Strategy 2: Retrieval-Augmented Generation (RAG). Retrieve relevant documents from your own data, inject them into the prompt, and let the model generate answers grounded in your context. This is the right choice when the model lacks domain knowledge, when accuracy on your specific documents matters, or when the underlying information changes frequently.

Strategy 3: Parameter-Efficient Fine-Tuning. Adapt the model’s weights on your data using LoRA or QLoRA. This is the right choice when you need a specific output format the model cannot learn from prompting alone, when you need to reduce inference cost by using a smaller model, or when your task requires behavior that prompting cannot reliably produce.

These are not competing philosophies. They are tools in a decision tree:

NLP Strategy Decision Tree

The Cost / Quality / Latency Triangle

Every NLP system operates inside a triangle with three vertices: cost, quality, and latency. You can optimize for two at the expense of the third.

High quality + low latency → high cost. A large model (GPT-4, Claude Opus) produces excellent output quickly, but at $10–75 per million tokens.
High quality + low cost → high latency. A fine-tuned small model can match large-model quality on a narrow task, but requires weeks of development time and evaluation infrastructure.
Low latency + low cost → lower quality. A small model with no retrieval is fast and cheap, but produces generic output that lacks domain specificity.

The practical implication: before you write any code, answer three questions. (1) What quality threshold is acceptable? If 85% accuracy is sufficient and 95% is not worth 10x the cost, prompting a mid-tier model may be the right choice. (2) What is the per-query cost budget? If you are processing 10 million documents, even $0.01 per query is $100,000. (3) What is the latency requirement? If users expect sub-second responses, you cannot afford a round trip to a large model with a 2,000-token context window.

These constraints are not abstract. They determine your architecture. A customer support chatbot with a 200ms latency SLA and 50,000 queries per day rules out GPT-4 on latency and cost grounds simultaneously. A weekly research report generator with no latency constraint and a $500/month budget can afford the best model available.

What This Chapter Covers

This chapter is structured around two sections:

Section 7.1–7.2: The Paradigm Shift and RAG Pipelines. The move from train-your-own to prompt-and-orchestrate, when prompting is enough, and when you need retrieval. A complete RAG pipeline built from first principles: chunking, embedding, vector search, context injection, and generation. Evaluation methods for retrieval quality and answer faithfulness. The failure modes that kill RAG systems in production.

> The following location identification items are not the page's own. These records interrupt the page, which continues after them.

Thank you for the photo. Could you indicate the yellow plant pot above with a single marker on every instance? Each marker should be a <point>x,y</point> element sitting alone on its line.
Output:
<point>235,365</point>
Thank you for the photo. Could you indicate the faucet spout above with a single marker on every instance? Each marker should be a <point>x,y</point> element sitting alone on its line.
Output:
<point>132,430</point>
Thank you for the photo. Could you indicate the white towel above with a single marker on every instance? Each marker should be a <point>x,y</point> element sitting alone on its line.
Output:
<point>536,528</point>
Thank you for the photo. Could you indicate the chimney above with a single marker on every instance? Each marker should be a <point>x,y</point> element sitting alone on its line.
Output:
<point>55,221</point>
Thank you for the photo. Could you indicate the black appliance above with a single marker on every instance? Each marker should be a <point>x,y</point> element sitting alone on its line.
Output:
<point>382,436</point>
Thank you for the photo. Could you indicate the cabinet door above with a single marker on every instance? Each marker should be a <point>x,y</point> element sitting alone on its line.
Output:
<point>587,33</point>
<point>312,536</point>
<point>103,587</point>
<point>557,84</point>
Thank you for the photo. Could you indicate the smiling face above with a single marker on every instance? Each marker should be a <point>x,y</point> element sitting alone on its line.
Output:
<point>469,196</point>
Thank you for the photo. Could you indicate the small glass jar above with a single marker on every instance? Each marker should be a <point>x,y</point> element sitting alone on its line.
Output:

Section 7.3–7.4: Evaluating LLMs and Parameter-Efficient Fine-Tuning. Why BLEU and ROUGE are useless for modern generative output, and what to use instead. LLM-as-a-judge evaluation pipelines, BERTScore, and human evaluation protocols. Then the decision to fine-tune: LoRA mathematics, QLoRA for constrained hardware, and a complete fine-tuning pipeline with the PEFT library. A decision framework for when to fine-tune versus when to keep prompting.

By the end of this chapter, you will have a practical decision framework for every NLP task you encounter, the engineering skills to build a production RAG pipeline, the evaluation methodology to measure whether your system actually works, and the fine-tuning capability to close the gap when prompting is not enough. This is the chapter where the tools from Chapters 5 and 6 converge — you will use everything you have learned about evaluation rigor, hardware constraints, and engineering discipline in a domain where the temptation to skip all of it is strongest.